The multipotentialite Leonardo da Vinci would have had quite some trouble in our era.

I've followed quite a few artists so far. I enjoyed their books, their music, their paintings, their movies, their jewellery designs ... And even though their art still amazes me, with time, I stopped following some of them. - Why? Because their art bored me.

The Benefits of Specialization

As a young artist trying to grow a fan community you're often advised to specialize, so everyone will know who you are and what you do. For example, if you're trying to gain a foothold on DeviantArt, you should upload works of only one art genre. If you're active in several genres then create multiple accounts, so you'll have one account for every genre.

In my honest opinion, this is maybe one of the best advices you can get as a beginner: Set priorities and focus on just one thing. To understand why you only have to put yourself in your audience's shoes: Would you follow someone if you don't know what you'll get? An artist may create amazing art, but if you don't know where the train is heading you aren't very likely to take a ride.

Artistic Stagnation

On the other hand, however, there might come a moment when you feel that the train is running in circles. Every new artwork resembles the previous one and everything feels like you've already seen it. The original idea was ingenious, and this is why you've become a fan in the first place. But now you see that apart from that original idea there isn't much originality anymore.

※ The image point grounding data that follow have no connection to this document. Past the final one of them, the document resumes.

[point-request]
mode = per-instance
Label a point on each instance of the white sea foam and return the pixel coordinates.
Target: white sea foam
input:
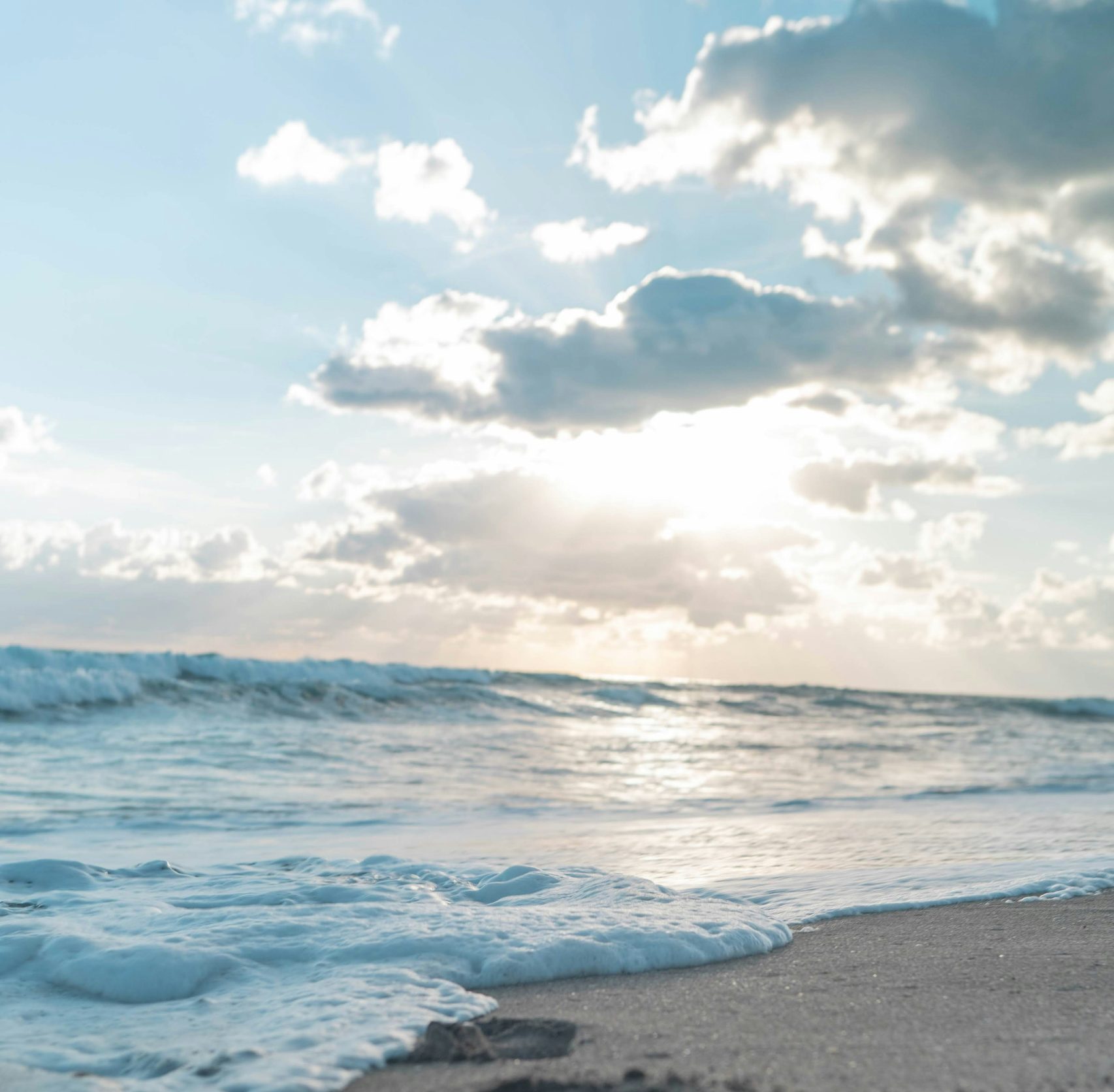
(300, 973)
(757, 806)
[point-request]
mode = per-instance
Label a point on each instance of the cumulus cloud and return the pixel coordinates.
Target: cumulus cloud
(524, 535)
(108, 549)
(416, 182)
(853, 485)
(673, 342)
(573, 241)
(956, 533)
(293, 154)
(309, 24)
(907, 572)
(975, 155)
(22, 434)
(1081, 440)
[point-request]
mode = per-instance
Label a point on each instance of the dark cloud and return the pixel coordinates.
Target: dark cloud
(674, 342)
(853, 485)
(515, 534)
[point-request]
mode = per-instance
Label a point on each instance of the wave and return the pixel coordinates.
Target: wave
(1098, 708)
(331, 967)
(37, 680)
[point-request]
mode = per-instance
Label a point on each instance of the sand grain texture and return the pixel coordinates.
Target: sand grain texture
(981, 997)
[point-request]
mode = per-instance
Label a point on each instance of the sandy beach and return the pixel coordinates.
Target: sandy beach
(1003, 995)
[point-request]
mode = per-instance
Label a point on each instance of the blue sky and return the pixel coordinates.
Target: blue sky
(859, 437)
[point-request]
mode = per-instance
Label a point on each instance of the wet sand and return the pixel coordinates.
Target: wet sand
(1000, 997)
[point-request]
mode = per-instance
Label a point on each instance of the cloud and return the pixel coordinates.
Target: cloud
(868, 105)
(853, 485)
(976, 157)
(1057, 612)
(907, 572)
(676, 341)
(22, 434)
(573, 241)
(1081, 440)
(524, 535)
(108, 549)
(292, 154)
(416, 182)
(956, 533)
(309, 24)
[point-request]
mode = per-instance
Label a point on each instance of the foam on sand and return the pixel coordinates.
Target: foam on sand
(300, 973)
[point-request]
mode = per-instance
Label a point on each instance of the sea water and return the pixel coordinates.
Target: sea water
(241, 875)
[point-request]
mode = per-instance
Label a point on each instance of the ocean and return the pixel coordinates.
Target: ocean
(254, 876)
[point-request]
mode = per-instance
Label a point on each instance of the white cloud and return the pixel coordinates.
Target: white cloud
(853, 485)
(573, 241)
(987, 219)
(309, 24)
(676, 341)
(293, 154)
(418, 182)
(110, 551)
(957, 533)
(1081, 440)
(22, 434)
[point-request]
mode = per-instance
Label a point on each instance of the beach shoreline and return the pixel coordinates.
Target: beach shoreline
(1002, 995)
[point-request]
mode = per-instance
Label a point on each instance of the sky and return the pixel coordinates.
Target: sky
(754, 341)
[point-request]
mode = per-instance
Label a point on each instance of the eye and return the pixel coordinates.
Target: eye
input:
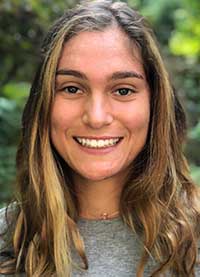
(71, 89)
(124, 91)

Maybe the author keeps writing about one and the same topic for years and the plots of his novels become just too predictable to people familiar with his previous works. The movies of a director can suffer from having the same atmosphere and the same twists. The music of a composer may lack variety. An actor may seem to play the same role in every single play, show or movie. And so on.

This is when art becomes boring or even frustrating.

Multipotentiality vs. Specialization

In psychology and education there is a personality type called multipotentialite. Multipotentialites are people who master many different intellectual and/or artistic skills throughout their whole life. Unlike so-called specialists, they can't stick with just one profession or hobby: They have a need for constantly discovering few fields of interest and learning entirely new skills.

While multipotentialites were idealised in the past (which is why they're also called Renaissance people), on today's job market they're often met with suspicion. Employers often think they can't focus, they don't trust their abilities and are very reluctant to hire them. Leonardo da Vinci would have had quite some trouble in our era.

Multipotentiality Is Innovation

However, while the world really needs specialists who know everything about their respective field it also needs multipotentialites to link those fields and create something new. Multipotentialites are the drivers of innovation - in science, society and art alike. If you remember my post on originality, you may also remember the following lines:

The human mind doesn't go beyond what it knows. An artist can have all the talents in the world - but if he knows only pink, plush and rabbits he'll never create anything more original than pink plush rabbits. So what I'm trying to say is: The ability to have original ideas depends on the knowledge of the artist.

If you know nothing, your art is nothing. If you don't keep learning and developing new ideas, if you don't get inspiration from various fields - your art stagnates. It loses originality. It ceases to be art.

Specialization is good, especially in the beginning. But if you overdo it, it will kill your ability to be creative.